1.6 Loops

Let’s consider the use of for loops, a foundational technique in programming languages, in this case for reading multiple data files. A for loop is useful when, say, loading in the multiple PG&E datasets, which all have a similar naming structure except for systematic changes in a part of the file name, like Q1 to Q2 to Q3 to Q4.

For loops are written with the structure for(dummy_variable_name in range_of_real_objects) {code_to_execute}. In the example below, I’ll use this structure to loop through quarter in quarters, where quarters <- 1:4, which is just a vector of the integers 1 through 4, and quarter becomes a variable that holds each integer consecutively as the script within the for loop is executed 4 times. I then paste this changing variable into an otherwise fixed set of text fragments to create a string in the variable filename that represents the full file path to retrieve one of the PG&E CSVs we’ve downloaded into the working directory (note that I put them in a sub-folder called “pge”). Then I read_csv(filename) in a similar way as we’ve practiced before into a variable called temp, for “temporary”. Lastly, I use rbind() to “stack like pancakes” two dataframes that share the same column names. So by the end of the for loop, four separate CSVs are read into R and then stacked together.

library(tidyverse)

year <- 2020
quarters <- 1:4
type <- "Electric"

pge_20_elec <- NULL

for(quarter in quarters) {
  
  filename <- 
    paste0(
      "pge/PGE_",
      year,
      "_Q",
      quarter,
      "_",
      type,
      "UsageByZip.csv"
    )

  print(filename)
  
  temp <- read_csv(filename)
  
  pge_20_elec <- rbind(pge_20_elec,temp)
  # Note rbind requires field names to be consistent for every new thing that you add.
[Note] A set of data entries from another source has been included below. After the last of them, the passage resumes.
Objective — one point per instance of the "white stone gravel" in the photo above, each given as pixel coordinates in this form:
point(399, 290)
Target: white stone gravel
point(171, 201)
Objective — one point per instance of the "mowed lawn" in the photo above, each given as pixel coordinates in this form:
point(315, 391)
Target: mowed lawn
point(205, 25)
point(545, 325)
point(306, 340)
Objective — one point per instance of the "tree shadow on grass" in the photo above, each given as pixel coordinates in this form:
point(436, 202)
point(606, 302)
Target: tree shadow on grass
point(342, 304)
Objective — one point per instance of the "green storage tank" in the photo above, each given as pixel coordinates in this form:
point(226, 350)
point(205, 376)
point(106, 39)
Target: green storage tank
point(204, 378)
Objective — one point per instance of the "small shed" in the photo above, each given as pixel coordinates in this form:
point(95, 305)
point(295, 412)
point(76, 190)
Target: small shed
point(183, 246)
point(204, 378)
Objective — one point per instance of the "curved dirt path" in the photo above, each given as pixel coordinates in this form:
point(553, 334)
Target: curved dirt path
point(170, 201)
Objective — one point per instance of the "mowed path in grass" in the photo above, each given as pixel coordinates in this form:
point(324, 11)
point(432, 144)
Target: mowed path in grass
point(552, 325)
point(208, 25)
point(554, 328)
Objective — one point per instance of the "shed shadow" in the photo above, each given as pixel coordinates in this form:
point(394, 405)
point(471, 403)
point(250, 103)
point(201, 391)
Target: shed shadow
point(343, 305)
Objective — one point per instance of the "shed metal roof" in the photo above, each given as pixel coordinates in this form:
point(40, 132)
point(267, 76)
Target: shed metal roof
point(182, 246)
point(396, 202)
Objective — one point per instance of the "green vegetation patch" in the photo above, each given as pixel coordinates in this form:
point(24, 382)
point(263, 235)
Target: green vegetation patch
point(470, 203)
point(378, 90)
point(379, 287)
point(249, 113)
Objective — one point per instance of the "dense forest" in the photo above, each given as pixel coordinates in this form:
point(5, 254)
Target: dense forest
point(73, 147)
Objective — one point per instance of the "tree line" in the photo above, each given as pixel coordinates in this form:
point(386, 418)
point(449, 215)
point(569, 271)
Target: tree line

  saveRDS(pge_20_elec, "pge_20_elec.rds")
}

Additional notes:

  • When running a for loop in RStudio, just place your cursor on the line with the for and Ctrl+Enter, which will then run through the entire loop. Starting inside the for loop will only run individual lines. To troubleshoot inside of a for loop, you can always manually set a value for quarter, like quarter <- 1, then start running individual lines within the for loop. Note that before doing this, quarter existed only within the for loop operation and not as a variable in your Environment.
  • I’ve also created variables for year and type, even though I give them only one fixed value which doesn’t change in the for loops. But part of the assignment at the end of this chapter will be to create nested for loops in which these other variables also become loopable.
  • For the rbind() technique to work, the variable that holds the growing “pancake stack” needs to exist before the for loop begins, hence pge_20_elec <- NULL which creates an empty container that is ready for the first iteration of the for loop.
  • I’ve included print(filename) which will display the value of filename 4 times in the Console as you run through the for loop. This is useful when you have long loops and you want to monitor progress. If you are running through tens of thousands of loops and you don’t want a printout for every step, assuming your dummy variable row contains numbers, you could write if(row %% 100 == 0) print(row) which only prints the row number if it’s divisible by 100, which is to say, 100, 200, 300, etc.
  • paste0() generally allows you to create string fragments separated by commas, and will leave no spaces between them. paste() is similar, but your last argument can be sep = "," where you can choose any delimiter besides a comma.
  • I’ve included saveRDS() at the end of the for loop, which will go ahead and save the “pancake” at each stage. In this case this is pretty much useless and slows the for loop, but as you start building much more complicated and intensive loop operations, you might appreciate the assurance that your progress is being saved (especially if it’s possible for your for loop to crash your computer midway through, thereby risking the loss of all progress). If you don’t need to save every single step, then similar to above, you could use an if statement to trigger a save only every one hundred steps, or so.

Note that while for loops provide all the customizable conveniences I’ve shown, when it comes to guiding large and complicated operations, they end up being slow compared to other loop techniques in R, which we’ll encounter in a later chapter.